China looks to 2008 after Macau successes (Reuters) Updated: 2005-11-07 22:14
China grabbed more than half the gold medals on offer at the East Asian Games
in Macau but the most gratifying of those 127 victories came on Sunday when the
men's team beat North Korea 1-0 in the soccer final.
"It is the first
time that China has won a men's soccer title at an international multi-sports
event," Xinhua news agency said of the victory in the event billed as a dress
rehearsal for the 2008 Beijing Olympics.
China had already lost to North Korea in the group stages, but set up a
gold-medal rematch after edging Japan 2-1 in the semi-finals.

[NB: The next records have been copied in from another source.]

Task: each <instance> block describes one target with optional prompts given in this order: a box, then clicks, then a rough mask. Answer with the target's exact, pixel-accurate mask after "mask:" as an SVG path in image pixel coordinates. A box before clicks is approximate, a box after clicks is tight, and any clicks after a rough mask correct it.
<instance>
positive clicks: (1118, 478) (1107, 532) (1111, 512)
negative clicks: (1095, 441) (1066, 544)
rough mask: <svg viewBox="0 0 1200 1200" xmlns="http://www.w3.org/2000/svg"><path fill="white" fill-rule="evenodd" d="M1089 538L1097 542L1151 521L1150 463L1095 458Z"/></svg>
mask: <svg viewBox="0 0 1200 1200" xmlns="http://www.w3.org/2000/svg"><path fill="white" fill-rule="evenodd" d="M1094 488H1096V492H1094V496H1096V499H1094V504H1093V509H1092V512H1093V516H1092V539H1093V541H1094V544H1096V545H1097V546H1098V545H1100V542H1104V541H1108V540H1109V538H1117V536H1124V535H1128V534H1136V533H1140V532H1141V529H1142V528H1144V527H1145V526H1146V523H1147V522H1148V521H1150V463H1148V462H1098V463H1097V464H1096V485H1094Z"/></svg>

Chinese officials, however, were quick play down the significance of the
country's victories over regional rivals Japan and South Korea and the six other
nations and territories taking part in the nine-day event.
"We sent our top athletes to Macau because we regard this as a very important
rehearsal for the 2008 Olympics," Cui Dalin, China's deputy head of mission, was
quoted as saying by Xinhua.
"Japan and South Korea didn't send their best."
China dominated most of the Olympic sports contested in Macau, with the
nation's athletes shining on the track, taking 26 of the 45 golds on offer.
While the games were great news for China, residents of Macau have raised
questions about the cost, which chief organizer Manuel Silverio has put at about
$500 million, equal to almost one quarter of the island territory's revenues in
2004.
But Xinhua argued that the event, largely ignored outside East Asia, was
worth it.
"By hosting the games, Macau has presented itself as more than a gambling
enclave, and with 11 gold medals to its credit, the city of 470,000 dwellers has
gone some way to challenging its reputation as a sporting nobody," Xinhua said.
The biggest news of the fourth East Asian Games came on Tuesday, when
long-time political and sporting rivals South and North Korea agreed to compete
as a single team at the 2006 Asian Games and at the 2008 Olympics in Beijing.